Here's a fun fact for you: turmeric is what gives common mustard, butters and cheeses their yellow colour. Many claim that this bright orange-yellow spice provides pain relief equal or better to over-the-counter remedies such as ibuprofen. Turmeric is also being investigated for its potential benefits for those with Alzheimer’s disease, arthritis and cancer. An incredibly powerful antioxidant, turmeric contains anti-inflammatory and anti-bacterial properties while helping to digest fats quickly. Add pinches of it to a variety of foods, including meats and salads. Curries and sauces are also great bases for turmeric. For those who don’t care for the taste there are also turmeric capsules on the market.
Not just for shoving on your pizzas. Oregano also has, like many of the spices discussed in this article, antiviral, antibacterial, anticancer, antioxidant and antibiotic properties.

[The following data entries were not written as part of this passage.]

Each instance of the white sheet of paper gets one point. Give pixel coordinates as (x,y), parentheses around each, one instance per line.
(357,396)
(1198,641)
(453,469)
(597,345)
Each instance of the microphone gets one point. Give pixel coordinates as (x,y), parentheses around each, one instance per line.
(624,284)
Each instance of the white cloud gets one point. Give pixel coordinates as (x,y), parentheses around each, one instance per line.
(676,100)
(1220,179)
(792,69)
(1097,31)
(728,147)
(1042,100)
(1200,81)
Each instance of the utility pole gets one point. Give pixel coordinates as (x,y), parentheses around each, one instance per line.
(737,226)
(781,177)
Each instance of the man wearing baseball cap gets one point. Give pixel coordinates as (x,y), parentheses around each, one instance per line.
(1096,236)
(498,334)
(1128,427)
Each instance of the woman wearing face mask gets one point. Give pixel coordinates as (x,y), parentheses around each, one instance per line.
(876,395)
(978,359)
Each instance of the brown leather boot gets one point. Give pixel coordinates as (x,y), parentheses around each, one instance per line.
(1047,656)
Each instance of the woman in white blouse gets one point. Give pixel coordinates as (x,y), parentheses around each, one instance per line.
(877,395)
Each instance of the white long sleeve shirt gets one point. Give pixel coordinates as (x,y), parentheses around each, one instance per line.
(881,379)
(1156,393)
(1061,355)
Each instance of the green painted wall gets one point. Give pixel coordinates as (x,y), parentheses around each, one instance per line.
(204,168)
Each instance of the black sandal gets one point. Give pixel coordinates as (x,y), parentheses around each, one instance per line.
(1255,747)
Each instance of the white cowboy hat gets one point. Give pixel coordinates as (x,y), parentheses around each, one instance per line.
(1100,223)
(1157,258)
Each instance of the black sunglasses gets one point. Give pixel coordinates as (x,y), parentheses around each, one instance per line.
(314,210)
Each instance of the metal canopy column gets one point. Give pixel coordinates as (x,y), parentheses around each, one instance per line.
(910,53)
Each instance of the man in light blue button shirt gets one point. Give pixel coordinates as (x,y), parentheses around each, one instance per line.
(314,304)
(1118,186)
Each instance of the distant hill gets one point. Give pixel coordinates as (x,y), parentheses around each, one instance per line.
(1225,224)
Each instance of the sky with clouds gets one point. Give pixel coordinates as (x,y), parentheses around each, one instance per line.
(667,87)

Its oil and leaves are used medicinally in treating coughs, fevers, congestion, body-aches and other illnesses. Use it as a seasoning in stews, pizzas and tomato-based sauces. Whenever possible, opt for fresh oregano leaves, which can enhance the flavour of salads and soups.
This is more for the ladies. Research shows that fennel seeds can help reduce symptoms of PMS as they are packed with essential oils that work to relax muscle spasms and a range of cramps, from digestive to muscular. Fennel tea is also surprisingly tasty, or you can easily make your own by crushing some seeds and adding hot water.
Last but certainly not the least. Ginger can go in pretty much anything. Delicious grated into stir fries (with soy sauce, yummy), and into soups and porridge. It helps hangovers and calms nausea with its compounds gingerols and shogoals. For a quick hangover fix, chuck a chunk of the root into a mug and add hot water, this will stop you puking.